Anyway, this code can help to think about your problem...
data Tree a = Node a [Tree a] deriving Show
db = [(0, 1)
,(1, 2)
,(1, 3)
,(2, 4)
,(2, 6)
,(3, 5)
]
rootTree = Node 0 []
insert parent child (Node key childs) =
Node key $ if key == parent then Node child []:childs
else map (insert parent child) childs
insertFromDB rows = foldl insertRow rootTree rows
where insertRow tree (parent, child) = insert parent child tree
If you can not get ordered data, you can order it searching parents, next function calculate deep level of each node (with same db
data)
calculateDeepLevel db = compute 0 roots
where roots = filter (not.flip elem snds) fsts
fsts = nub $ map fst db
snds = map snd db
compute level parents = map (\n -> (n, level)) parents ++
concatMap (addChilds (level + 1)) parents
addChilds level node = compute level $ map snd $ filter ((node==).fst) db
with calculateDeepLevel
you can calculate a ordered db
version and 0-based from a unordered and no rooted (without 0 node) version of db
.
Upvotes: 2
Reputation: 43310
The quality of the answer you get at StackOverflow almost completely depends on the quality of the question you provide. If you want to get an answer containing some code you should provide some code in your question, if you want to get an answer concerning some specific library then refer to it.

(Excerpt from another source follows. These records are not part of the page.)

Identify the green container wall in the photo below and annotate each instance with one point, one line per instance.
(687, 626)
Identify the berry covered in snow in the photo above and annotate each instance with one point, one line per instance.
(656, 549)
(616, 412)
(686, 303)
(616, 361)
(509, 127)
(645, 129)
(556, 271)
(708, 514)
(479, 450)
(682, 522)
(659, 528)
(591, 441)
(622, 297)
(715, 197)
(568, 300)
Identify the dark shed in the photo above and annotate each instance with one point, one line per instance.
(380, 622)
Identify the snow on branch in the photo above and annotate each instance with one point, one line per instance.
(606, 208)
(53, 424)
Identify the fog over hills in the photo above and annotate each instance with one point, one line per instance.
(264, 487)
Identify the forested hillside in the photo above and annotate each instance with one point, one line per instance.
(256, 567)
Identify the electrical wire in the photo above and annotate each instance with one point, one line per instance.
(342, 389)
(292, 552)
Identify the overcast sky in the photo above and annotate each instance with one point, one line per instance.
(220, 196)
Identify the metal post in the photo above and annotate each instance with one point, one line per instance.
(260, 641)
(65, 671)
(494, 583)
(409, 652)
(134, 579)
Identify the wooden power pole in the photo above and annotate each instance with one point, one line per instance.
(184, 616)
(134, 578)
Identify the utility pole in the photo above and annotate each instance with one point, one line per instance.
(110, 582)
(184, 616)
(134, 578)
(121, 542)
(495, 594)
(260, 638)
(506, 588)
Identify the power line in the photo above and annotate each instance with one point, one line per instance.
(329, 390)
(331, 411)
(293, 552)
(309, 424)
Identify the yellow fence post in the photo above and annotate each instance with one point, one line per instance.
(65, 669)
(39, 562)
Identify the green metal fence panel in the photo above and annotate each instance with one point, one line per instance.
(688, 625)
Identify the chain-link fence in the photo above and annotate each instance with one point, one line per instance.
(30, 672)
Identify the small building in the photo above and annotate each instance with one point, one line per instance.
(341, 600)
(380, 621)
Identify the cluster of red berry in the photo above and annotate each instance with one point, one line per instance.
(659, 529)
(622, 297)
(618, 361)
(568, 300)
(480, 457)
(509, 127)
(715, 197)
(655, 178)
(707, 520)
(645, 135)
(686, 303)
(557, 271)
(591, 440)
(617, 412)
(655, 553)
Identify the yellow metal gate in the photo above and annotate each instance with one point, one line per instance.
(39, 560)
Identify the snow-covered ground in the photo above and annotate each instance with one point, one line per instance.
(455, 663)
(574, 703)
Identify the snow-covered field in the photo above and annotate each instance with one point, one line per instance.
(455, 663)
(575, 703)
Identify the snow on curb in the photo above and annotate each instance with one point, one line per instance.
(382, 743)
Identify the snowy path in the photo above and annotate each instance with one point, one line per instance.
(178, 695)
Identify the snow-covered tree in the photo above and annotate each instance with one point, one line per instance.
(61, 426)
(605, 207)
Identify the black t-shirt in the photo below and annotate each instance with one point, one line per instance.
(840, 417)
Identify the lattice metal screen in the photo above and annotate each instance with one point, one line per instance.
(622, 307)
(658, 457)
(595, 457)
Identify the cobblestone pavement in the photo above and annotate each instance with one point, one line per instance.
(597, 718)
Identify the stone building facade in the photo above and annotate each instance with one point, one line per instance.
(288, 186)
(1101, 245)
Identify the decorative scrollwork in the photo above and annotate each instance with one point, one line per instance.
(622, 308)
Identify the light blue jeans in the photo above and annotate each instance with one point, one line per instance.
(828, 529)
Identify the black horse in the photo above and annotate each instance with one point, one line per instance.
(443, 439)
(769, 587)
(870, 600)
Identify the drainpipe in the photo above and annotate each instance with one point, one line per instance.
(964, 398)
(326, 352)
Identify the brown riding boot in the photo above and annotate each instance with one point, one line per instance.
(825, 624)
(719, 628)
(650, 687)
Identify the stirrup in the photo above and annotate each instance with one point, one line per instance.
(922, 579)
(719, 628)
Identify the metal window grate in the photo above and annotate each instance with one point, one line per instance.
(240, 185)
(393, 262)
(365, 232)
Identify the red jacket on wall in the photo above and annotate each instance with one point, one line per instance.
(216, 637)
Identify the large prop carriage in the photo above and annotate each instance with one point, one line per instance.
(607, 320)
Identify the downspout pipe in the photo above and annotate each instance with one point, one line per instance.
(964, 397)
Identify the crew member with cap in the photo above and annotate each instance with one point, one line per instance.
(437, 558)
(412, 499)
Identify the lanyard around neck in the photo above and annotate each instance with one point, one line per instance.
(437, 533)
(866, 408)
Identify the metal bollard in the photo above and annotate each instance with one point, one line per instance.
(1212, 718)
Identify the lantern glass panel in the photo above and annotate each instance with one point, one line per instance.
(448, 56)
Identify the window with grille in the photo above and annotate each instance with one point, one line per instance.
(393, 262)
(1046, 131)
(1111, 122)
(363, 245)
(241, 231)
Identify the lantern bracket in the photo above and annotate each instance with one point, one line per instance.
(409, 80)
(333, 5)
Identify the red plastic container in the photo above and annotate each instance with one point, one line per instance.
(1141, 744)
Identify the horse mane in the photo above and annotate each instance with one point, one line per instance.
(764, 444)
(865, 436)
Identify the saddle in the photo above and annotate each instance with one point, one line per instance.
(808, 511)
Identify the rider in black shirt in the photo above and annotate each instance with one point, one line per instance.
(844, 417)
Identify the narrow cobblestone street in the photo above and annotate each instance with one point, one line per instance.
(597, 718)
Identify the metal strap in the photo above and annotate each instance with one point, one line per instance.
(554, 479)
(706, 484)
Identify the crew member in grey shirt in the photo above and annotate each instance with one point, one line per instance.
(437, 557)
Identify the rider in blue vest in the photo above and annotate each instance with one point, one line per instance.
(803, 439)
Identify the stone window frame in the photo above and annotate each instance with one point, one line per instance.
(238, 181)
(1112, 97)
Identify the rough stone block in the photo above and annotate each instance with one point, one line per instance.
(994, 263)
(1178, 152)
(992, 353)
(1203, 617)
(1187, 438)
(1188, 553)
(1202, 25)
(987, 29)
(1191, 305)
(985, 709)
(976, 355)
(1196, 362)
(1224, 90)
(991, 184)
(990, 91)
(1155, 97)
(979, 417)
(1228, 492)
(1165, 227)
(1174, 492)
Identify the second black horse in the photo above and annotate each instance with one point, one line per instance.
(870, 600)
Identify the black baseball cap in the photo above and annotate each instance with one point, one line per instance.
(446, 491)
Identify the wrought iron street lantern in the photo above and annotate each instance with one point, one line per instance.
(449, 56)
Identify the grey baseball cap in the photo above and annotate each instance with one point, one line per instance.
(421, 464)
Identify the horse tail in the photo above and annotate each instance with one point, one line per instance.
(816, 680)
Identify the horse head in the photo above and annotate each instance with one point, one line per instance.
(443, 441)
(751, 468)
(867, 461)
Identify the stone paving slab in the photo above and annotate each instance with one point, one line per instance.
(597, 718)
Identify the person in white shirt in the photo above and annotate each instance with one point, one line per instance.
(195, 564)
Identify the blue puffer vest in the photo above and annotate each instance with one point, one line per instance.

Currently your question is very vague, and all I can answer is you need to use a Data.Map
-like structure to first accumulate the intermediate results and rearrange them after by querying this intermediate data-structure. As it's documentation denotes, the complexity of most of its accessor functions is O(log n)
, which is very efficient.
You should not expect that kind of functionality from any database-library, as the problem is too specific.